Dann gibt es einen Tatbestand, welcher die Schuld mildert - nicht aufhebt. Das ist der klassische "Totschlag im Affekt." Der wird aber weit enger gefasst, als manche hier meinen. Das Opfer muss den Täter in so extremem Mass provoziert haben, dass es unfair erscheint, seine Reaktion, die Tötung, genauso zu bestrafen wie in allen anderen Fällen. Das wird in nahezu allen Fällen verneint, so dass eine solche mildere Tat, der manslaughter, sehr selten vorkommt.
Was es in den USA nicht gibt, sind typisch deutsche Milderungsgründe, dort "verminderte Schuldfähigkeit" genannt.
Schliesslich ist das Strafmass ähnlich unflexibel festgelegt wie in Deutschland: es gibt nur lebenslänglich oder die Todesstrafe (bei Mord 1. Grades) oder mindestens 20 Jahre Haft (bei Mord 2. Grades). Nur bei echtem Totschlag im Affekt sagt das Gesetz: Strafe muss zwar sein, aber sie kann milde ausfallen und nicht mehr als 20 Jahre betragen.
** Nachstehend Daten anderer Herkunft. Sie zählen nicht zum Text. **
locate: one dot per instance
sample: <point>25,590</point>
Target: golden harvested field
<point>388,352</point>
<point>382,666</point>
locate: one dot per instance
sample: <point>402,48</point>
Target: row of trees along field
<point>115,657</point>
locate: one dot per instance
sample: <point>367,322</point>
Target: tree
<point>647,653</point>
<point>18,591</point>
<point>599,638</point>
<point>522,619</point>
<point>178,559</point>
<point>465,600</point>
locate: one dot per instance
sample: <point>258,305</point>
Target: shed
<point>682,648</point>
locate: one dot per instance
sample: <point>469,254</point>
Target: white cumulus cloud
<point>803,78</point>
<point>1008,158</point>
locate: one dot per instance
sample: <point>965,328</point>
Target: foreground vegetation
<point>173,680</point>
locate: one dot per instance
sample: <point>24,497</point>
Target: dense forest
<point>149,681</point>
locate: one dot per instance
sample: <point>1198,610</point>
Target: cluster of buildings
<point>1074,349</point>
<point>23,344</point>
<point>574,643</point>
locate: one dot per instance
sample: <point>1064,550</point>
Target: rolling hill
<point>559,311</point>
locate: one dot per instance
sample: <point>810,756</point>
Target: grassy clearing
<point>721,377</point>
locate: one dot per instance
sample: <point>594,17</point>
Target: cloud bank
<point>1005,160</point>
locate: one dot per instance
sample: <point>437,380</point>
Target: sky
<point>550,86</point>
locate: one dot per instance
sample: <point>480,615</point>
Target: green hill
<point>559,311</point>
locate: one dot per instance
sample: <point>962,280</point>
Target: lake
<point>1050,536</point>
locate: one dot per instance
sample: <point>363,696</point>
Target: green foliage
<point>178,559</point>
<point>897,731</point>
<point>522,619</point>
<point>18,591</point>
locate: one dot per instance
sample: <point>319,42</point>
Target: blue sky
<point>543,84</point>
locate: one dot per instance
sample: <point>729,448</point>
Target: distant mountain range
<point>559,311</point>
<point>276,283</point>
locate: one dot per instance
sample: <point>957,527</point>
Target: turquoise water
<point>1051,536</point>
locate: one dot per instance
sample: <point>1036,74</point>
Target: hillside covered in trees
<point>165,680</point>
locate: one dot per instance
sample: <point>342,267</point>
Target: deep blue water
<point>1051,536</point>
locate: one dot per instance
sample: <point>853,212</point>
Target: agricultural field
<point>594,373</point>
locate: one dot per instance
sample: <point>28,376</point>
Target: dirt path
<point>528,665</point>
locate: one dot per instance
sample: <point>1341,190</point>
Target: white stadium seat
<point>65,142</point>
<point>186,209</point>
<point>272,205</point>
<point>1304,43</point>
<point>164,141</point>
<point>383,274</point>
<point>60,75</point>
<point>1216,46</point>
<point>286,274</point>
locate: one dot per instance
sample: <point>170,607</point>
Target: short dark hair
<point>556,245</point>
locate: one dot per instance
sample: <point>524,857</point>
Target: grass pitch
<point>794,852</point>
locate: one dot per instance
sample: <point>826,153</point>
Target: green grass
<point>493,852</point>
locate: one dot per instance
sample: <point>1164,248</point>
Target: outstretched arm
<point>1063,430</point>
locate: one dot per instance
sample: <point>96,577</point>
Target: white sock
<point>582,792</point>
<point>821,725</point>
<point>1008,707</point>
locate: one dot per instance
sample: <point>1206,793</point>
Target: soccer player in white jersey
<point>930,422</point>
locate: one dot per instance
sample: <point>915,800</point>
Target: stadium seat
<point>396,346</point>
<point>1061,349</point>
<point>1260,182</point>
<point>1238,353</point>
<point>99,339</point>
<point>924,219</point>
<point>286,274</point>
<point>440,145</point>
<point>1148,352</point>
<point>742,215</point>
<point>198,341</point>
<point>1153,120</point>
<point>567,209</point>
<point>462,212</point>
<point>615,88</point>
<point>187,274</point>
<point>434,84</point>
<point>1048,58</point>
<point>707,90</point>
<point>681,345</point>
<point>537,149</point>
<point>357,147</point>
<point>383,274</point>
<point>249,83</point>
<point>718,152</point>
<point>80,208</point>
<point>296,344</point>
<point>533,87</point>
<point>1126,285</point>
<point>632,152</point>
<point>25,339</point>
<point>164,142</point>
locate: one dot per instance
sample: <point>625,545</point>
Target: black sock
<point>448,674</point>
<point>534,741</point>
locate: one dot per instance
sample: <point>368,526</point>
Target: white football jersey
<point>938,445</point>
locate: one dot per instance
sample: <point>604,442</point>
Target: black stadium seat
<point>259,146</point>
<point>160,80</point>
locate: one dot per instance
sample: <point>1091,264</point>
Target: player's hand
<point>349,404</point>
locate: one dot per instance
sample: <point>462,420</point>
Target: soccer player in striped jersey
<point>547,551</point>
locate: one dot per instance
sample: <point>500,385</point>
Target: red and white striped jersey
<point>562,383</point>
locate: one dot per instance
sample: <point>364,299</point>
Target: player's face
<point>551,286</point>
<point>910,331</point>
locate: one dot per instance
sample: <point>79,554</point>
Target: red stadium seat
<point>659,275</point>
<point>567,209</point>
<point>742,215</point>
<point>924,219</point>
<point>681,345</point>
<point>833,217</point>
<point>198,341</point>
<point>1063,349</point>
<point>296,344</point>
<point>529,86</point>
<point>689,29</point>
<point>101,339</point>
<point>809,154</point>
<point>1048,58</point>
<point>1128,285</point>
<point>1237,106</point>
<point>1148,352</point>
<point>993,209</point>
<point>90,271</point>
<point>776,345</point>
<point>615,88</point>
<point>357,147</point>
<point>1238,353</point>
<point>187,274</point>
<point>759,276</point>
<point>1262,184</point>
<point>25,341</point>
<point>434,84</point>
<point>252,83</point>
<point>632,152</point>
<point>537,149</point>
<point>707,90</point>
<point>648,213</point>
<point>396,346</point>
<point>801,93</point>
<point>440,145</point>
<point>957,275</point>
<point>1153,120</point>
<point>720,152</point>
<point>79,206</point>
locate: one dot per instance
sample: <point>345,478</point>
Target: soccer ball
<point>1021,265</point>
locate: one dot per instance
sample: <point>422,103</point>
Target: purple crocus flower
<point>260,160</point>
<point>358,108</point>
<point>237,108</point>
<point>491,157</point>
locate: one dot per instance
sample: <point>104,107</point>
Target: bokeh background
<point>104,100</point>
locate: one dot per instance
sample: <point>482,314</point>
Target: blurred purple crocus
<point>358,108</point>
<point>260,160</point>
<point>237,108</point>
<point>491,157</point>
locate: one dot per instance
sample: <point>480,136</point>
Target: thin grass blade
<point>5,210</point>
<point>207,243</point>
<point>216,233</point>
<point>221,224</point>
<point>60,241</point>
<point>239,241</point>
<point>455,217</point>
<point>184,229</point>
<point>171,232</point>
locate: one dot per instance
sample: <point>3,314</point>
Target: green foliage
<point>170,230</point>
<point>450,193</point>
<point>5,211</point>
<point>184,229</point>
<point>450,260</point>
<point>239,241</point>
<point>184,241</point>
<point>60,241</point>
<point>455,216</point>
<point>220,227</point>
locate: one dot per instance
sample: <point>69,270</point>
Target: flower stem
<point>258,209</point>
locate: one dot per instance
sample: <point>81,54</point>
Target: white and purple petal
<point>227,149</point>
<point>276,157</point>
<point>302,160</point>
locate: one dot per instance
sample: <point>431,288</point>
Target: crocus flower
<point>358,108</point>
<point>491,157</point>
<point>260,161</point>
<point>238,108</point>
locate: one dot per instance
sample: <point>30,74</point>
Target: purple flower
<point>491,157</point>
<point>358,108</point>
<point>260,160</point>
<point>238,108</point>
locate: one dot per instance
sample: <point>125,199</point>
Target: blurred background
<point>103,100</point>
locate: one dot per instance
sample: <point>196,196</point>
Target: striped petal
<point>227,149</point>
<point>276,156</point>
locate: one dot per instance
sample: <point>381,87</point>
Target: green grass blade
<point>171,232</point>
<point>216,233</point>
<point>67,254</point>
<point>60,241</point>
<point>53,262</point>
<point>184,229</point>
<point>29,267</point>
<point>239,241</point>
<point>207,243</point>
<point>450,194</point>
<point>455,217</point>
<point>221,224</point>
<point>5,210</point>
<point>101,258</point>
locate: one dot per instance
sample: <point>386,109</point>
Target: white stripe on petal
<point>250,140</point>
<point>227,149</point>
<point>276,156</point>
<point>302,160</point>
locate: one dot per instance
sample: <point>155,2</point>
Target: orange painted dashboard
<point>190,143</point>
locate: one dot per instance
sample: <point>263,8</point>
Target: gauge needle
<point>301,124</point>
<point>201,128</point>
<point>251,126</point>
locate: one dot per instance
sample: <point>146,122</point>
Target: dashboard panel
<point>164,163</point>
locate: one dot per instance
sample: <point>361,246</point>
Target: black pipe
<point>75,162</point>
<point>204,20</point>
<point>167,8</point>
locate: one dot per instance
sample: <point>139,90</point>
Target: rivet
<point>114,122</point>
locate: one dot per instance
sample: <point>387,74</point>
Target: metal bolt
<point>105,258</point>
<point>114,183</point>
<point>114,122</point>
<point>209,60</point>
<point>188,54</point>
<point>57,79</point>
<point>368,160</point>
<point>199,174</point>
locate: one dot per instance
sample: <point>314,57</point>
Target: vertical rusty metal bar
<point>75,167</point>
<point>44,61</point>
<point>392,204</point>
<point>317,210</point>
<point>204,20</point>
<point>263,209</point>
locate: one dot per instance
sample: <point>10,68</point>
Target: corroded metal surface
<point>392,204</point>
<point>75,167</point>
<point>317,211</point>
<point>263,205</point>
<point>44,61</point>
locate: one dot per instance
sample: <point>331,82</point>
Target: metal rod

Allein bei der Frage ob die Todesstrafe oder nur lebenslange Freiheitsstrafe verhängt wird, sieht das Gesetz vor, dass zur Todesstrafe bestimmte schuldverschärfende Dinge notwendig sind, wobei das sowohl subjektive Dinge sein können, also aus Tätersicht, wie Motiv usw. und objektive Dinge, z.B. das Alter des Opfers usw.
Insofern, sind solche Argumente wie hier eingebracht zwar wichtig, aber weit weniger wichtig als die meisten annehmen.